In 2025, the FDA approved lurbinectedin in combination with atezolizumab, or atezolizumab and hyaluronidase-tqjs, as maintenance treatment for adults with extensive-stage SCLC whose disease had not progressed after first-line induction therapy with atezolizumab, carboplatin, and etoposide.
That approval was based on the phase 3 IMforte trial.
In IMforte, lurbinectedin plus atezolizumab significantly improved both overall survival and progression-free survival compared with atezolizumab maintenance alone.
The company reported that the combination reduced the risk of disease progression or death by 46% and the risk of death by 27% compared with atezolizumab maintenance therapy alone.
This distinction is important. LAGOON tested lurbinectedin in relapsed second-line metastatic SCLC, while IMforte tested lurbinectedin as part of first-line maintenance therapy after induction treatment.
Clinical Meaning
The LAGOON findings reinforce the complexity of drug development in relapsed SCLC.
A therapy may have activity in one disease setting but fail to improve survival in another.
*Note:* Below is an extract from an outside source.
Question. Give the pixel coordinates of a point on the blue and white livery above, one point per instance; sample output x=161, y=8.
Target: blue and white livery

Timing, disease biology, prior therapy, CNS involvement, and comparator performance can all shape trial outcomes.
For lurbinectedin, the strongest current phase 3 signal appears to be in first-line maintenance therapy with atezolizumab, not in second-line relapsed disease.
For clinicians, the LAGOON update means that full interpretation of the second-line data will require careful review once detailed results are presented or published.
For patients, the study underscores the continuing need for better post-platinum treatment strategies in SCLC.
Key Takeaway
The phase 3 LAGOON trial did not meet its primary overall survival endpoint in relapsed metastatic small cell lung cancer.
Median OS was 8.7 months with lurbinectedin monotherapy, 10.9 months with lurbinectedin plus irinotecan, and 10.7 months with investigator’s choice of topotecan or irinotecan.
No new safety signals were observed.
The results do not affect lurbinectedin’s first-line maintenance approval with atezolizumab in extensive-stage SCLC, which was supported by the positive IMforte trial.
Overall, LAGOON narrows the evidence for lurbinectedin in second-line SCLC while keeping attention on its role in first-line maintenance treatment.